1980’lerden sonra mülkiyet yapısındaki değişim özellikle medyanın böyle bir dönüşüm yaşamasında etkili olmuştur. 1980’lere kadar gazeteci ailelerin kontrolünde faaliyetlerini sürdüren basın sektörü, 1980’ler ve özellikle 1990’lı yıllardan itibaren holdinglerin medyaya girişiyle yeni bir nitelik kazanmıştır. Medyadaki her etkili grup kendine ait gazete, radyo, televizyon, banka ve diğer sınaî-ticari kuruluşlarıyla holding yapısına kavuşmuştur. Dahası 1980'lerdetek bir devlet bu şirketlerin tüm faaliyetinin yalnızca bir bölümü üzerinde söz sahibi olabiliyordu. Bunun yanı sıra, boyutları açısından devletlerin çoğu birçok ulusötesi şirket yanında zaten cüce kalmaktaydı (Lafeber, 2001: 44).
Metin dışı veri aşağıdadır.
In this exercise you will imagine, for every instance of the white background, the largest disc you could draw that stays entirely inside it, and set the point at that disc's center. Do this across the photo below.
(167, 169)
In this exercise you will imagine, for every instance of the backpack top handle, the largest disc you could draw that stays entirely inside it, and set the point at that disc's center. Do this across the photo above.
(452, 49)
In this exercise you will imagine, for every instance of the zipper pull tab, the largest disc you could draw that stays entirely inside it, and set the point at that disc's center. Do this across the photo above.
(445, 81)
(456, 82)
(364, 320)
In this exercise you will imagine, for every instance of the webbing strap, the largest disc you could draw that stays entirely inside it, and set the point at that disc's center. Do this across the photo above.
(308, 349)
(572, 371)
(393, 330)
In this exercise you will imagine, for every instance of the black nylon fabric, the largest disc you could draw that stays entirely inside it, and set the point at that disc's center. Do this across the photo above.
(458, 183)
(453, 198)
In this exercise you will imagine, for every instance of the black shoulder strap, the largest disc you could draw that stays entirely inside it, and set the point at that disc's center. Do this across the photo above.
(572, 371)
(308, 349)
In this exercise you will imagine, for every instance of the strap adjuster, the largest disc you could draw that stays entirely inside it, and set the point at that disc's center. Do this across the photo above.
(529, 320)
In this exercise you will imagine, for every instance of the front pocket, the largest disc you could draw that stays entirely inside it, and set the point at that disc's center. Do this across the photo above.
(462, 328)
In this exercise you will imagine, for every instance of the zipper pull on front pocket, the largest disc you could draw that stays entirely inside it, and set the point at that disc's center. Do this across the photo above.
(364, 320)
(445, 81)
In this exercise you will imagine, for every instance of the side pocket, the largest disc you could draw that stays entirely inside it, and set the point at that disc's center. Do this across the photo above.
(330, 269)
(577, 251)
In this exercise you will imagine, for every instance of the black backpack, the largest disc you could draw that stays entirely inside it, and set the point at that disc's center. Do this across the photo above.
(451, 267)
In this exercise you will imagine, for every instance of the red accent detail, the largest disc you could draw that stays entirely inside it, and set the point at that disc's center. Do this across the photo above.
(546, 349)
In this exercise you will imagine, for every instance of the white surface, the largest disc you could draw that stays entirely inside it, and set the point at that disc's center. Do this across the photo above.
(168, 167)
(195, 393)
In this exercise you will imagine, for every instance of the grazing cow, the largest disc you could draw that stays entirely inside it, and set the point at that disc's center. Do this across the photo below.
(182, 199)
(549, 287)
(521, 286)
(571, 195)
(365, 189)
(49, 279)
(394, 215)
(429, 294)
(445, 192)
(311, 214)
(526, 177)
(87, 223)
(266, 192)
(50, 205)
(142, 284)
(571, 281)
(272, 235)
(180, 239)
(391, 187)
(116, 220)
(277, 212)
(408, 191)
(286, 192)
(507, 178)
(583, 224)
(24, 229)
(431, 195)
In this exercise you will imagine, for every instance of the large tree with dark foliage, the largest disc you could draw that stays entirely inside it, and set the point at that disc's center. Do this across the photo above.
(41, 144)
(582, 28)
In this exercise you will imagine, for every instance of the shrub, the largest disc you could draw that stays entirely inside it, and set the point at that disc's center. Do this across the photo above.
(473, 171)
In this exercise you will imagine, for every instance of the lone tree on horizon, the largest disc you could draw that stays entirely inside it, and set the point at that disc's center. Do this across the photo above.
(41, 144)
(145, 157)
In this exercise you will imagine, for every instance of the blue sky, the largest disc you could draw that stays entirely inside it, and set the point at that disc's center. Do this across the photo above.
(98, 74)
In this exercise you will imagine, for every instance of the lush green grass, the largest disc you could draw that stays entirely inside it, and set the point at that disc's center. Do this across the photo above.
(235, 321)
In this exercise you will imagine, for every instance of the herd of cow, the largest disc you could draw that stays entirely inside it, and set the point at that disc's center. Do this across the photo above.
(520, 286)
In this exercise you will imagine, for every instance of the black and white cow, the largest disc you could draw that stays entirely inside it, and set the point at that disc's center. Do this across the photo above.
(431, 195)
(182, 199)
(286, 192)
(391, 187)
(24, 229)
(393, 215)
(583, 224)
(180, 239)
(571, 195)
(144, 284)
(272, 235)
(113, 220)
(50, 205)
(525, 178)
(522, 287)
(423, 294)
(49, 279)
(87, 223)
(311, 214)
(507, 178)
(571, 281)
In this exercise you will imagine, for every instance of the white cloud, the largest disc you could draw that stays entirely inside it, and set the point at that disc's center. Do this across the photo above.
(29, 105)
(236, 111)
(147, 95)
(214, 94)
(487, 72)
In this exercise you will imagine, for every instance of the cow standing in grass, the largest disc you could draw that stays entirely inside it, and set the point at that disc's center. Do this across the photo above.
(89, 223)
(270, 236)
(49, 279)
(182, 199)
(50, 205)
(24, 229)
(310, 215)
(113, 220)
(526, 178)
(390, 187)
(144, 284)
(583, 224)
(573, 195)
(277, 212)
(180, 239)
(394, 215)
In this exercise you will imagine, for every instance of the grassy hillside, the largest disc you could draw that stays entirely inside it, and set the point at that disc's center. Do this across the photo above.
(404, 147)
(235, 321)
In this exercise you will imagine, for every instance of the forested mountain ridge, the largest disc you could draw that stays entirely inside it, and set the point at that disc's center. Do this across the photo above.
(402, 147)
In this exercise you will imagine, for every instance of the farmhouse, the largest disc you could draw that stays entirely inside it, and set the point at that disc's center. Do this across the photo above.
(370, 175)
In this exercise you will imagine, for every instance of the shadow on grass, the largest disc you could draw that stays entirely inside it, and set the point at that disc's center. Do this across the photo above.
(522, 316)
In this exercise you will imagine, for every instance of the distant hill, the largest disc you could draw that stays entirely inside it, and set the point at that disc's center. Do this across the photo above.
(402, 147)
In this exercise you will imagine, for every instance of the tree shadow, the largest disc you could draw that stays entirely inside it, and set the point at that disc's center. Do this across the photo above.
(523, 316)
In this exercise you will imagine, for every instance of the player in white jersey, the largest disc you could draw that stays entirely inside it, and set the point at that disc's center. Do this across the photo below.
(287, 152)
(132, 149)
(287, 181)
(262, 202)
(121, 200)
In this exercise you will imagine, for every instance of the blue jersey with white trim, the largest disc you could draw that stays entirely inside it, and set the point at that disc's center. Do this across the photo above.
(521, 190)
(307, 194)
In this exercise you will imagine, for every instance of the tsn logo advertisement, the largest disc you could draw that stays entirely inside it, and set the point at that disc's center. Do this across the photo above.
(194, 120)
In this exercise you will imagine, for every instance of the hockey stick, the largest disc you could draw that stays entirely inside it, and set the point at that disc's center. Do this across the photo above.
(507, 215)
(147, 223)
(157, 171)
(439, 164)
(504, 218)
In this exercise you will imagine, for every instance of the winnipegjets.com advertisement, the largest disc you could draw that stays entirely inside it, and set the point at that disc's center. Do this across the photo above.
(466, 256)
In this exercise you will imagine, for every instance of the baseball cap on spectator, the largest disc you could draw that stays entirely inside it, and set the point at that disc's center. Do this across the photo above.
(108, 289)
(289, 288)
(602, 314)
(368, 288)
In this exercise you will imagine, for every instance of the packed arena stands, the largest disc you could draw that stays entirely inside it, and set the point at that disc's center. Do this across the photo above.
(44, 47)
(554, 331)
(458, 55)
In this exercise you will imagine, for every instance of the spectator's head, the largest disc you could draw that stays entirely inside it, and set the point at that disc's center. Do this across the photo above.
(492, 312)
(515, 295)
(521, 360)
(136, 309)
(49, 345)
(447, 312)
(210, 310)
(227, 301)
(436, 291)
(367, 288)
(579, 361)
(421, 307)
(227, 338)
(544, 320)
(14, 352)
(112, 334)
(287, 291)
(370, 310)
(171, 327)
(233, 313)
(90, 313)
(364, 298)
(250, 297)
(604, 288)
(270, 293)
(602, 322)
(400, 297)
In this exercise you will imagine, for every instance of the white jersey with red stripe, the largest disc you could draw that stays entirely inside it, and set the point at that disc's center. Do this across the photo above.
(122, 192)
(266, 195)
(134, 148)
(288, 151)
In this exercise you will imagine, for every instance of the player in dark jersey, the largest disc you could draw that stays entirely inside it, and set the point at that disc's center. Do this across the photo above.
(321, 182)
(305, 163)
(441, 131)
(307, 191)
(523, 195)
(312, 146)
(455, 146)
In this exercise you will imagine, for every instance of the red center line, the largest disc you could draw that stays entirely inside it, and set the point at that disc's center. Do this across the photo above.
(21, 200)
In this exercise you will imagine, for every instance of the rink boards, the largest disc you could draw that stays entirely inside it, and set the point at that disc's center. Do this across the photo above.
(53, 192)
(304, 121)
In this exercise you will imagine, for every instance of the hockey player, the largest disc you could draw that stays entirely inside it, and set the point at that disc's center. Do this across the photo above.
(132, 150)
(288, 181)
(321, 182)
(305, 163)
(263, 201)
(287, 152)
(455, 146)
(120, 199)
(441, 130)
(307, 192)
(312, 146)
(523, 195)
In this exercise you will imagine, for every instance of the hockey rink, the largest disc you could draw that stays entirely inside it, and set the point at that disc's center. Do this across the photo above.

Öte yandan hızlı bir tekelleşme sürecine giren medya, ekonomik ve ideolojik çıkarlarına hizmet eden söylemleri meşrulaştırmaktadır. Bu anlamda gündelik hayata yansıyan “tek tip” prototipi, haber üretim aşamalarına da yansımıştır. Neoliberal politikalar ekseninde değişen haber olgusu bireyleri alternatif medya arayışına sürüklemiştir.